Elle lui parla des nuits où la cuisine était débordée et les clients en colère et elle devait continuer à sourire pendant que tout s'écroulait. Elle dit qu'elle était douée pour ça. Garder le sourire pendant que tout s'écroulait. Elle l'avait fait toute sa vie.

Il dit : « Tu n'as pas à sourire pour moi. »

Elle dit : « Je sais. C'est ça le truc. »

Les mois s'accumulaient. Chacun ajoutant quelque chose. Chacun rendant la distance à la fois plus petite et plus grande en même temps. Plus petite parce qu'ils se connaissaient mieux que des gens qui se voyaient tous les jours. Plus grande parce que connaître quelqu'un si bien sans pouvoir le toucher était une douleur en soi.

Il restait assis dans son appartement à deux heures du matin, attendant qu'elle appelle après avoir couché Lily, et il pensait à elle dans sa cuisine, à l'autre bout du monde, et il ressentait la distance comme une chose physique. Comme un poids sur sa poitrine. Comme quelque chose qui pressait contre ses côtes.

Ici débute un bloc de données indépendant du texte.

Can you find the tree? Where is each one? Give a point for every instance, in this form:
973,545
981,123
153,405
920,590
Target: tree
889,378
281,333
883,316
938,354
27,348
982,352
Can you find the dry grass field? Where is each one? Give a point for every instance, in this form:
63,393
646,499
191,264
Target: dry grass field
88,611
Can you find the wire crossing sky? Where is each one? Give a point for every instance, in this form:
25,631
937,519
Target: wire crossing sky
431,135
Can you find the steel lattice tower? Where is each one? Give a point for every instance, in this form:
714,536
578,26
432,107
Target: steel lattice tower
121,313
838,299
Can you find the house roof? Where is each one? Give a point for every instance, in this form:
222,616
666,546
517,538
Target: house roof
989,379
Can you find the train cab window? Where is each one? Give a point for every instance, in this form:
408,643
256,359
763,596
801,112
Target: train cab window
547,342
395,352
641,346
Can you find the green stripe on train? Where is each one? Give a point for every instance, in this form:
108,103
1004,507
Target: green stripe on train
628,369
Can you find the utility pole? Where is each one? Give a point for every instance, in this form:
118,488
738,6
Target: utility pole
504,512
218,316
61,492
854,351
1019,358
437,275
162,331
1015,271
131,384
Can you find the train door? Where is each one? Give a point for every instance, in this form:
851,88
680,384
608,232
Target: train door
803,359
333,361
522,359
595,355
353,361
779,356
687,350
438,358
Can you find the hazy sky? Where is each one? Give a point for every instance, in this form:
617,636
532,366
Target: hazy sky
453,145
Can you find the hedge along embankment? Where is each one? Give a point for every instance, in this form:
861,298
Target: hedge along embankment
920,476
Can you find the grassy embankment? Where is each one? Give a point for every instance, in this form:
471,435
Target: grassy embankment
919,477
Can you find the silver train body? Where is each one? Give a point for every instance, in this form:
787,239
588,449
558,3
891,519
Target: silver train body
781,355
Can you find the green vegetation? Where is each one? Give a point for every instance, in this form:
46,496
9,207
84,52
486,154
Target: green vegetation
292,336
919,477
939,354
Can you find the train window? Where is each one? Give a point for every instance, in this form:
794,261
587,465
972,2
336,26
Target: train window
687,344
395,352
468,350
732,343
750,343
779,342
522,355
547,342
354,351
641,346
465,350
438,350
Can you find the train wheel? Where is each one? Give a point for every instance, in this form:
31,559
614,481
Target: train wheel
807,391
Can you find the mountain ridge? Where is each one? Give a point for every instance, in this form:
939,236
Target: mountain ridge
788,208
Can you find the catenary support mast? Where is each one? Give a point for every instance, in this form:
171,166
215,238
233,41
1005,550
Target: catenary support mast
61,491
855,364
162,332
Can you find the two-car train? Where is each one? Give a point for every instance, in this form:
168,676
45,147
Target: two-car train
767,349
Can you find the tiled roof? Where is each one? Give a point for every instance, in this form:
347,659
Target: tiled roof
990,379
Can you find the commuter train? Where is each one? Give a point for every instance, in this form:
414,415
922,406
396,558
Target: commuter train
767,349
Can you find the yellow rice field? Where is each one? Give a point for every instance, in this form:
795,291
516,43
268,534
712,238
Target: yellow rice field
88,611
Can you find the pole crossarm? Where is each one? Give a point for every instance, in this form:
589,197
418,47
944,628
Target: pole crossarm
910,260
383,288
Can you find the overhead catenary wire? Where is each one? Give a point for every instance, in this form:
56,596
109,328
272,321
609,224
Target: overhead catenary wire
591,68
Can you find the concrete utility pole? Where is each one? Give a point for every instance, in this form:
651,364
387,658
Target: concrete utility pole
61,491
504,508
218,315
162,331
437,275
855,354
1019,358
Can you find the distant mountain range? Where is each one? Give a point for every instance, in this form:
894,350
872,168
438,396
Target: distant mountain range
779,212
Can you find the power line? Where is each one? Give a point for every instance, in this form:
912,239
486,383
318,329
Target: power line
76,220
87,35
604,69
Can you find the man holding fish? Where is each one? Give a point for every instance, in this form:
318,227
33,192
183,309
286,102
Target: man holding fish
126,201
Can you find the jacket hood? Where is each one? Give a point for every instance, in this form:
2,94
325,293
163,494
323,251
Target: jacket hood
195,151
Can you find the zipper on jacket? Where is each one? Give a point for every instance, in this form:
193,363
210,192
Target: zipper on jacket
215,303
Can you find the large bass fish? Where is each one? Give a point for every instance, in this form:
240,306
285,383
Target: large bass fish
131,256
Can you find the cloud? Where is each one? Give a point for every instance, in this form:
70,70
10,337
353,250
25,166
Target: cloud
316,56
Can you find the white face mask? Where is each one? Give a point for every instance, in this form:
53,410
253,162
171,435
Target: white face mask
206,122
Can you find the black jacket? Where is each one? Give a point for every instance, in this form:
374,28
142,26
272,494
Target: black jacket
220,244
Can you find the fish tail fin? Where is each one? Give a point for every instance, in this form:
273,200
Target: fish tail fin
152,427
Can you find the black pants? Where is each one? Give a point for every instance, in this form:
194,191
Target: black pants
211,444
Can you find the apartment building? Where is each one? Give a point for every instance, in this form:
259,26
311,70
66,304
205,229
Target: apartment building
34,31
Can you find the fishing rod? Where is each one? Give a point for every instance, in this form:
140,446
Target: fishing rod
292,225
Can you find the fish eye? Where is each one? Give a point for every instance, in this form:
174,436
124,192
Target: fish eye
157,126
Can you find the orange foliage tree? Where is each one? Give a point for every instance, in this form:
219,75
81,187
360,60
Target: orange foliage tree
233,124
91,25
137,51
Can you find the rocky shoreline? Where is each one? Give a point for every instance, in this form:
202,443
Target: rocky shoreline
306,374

Il voulait être là. Même pas pour quelque chose de spécifique. Juste être dans la pièce. Exister dans le même espace. Lui tendre une assiette ou lui verser un verre ou simplement s'asseoir sur le canapé pendant qu'elle faisait ce qu'elle faisait le soir.

Il voulait être ordinaire avec elle. C'était ça. Il ne voulait pas de grands gestes. Il voulait le petit, l'ennuyeux, le beau ordinaire. Les choses qui n'ont d'importance que quand on adore quelqu'un et qui n'en ont aucune quand on ne l'adore pas.

Il pensait qu'elle savait. Il pensait qu'elle pouvait le sentir dans la façon dont il écoutait. Dans la façon dont il se souvenait des petites choses qu'elle mentionnait une fois et plus jamais. Dans la façon dont il lui disait qu'elle était brillante et drôle et belle et qu'elle valait la peine d'attendre. Il pensait qu'elle pouvait entendre le mot qu'il ne disait pas sous tous les mots qu'il disait.

Et il pensait, ou espérait, qu'un jour elle serait prête à l'entendre. Qu'un jour elle serait prête à le ressentir. Qu'un jour les murs tomberaient et elle se laisserait tomber et il serait là pour la rattraper.

Jusque-là, il attendrait. Et il l'adorait. Et il lui disait la vérité sur qui elle était, doucement, constamment, comme on arrose quelque chose que l'on veut voir grandir. Et il espérait.

Alors il le tenait. Comme il tenait tout. Soigneusement. Des deux mains.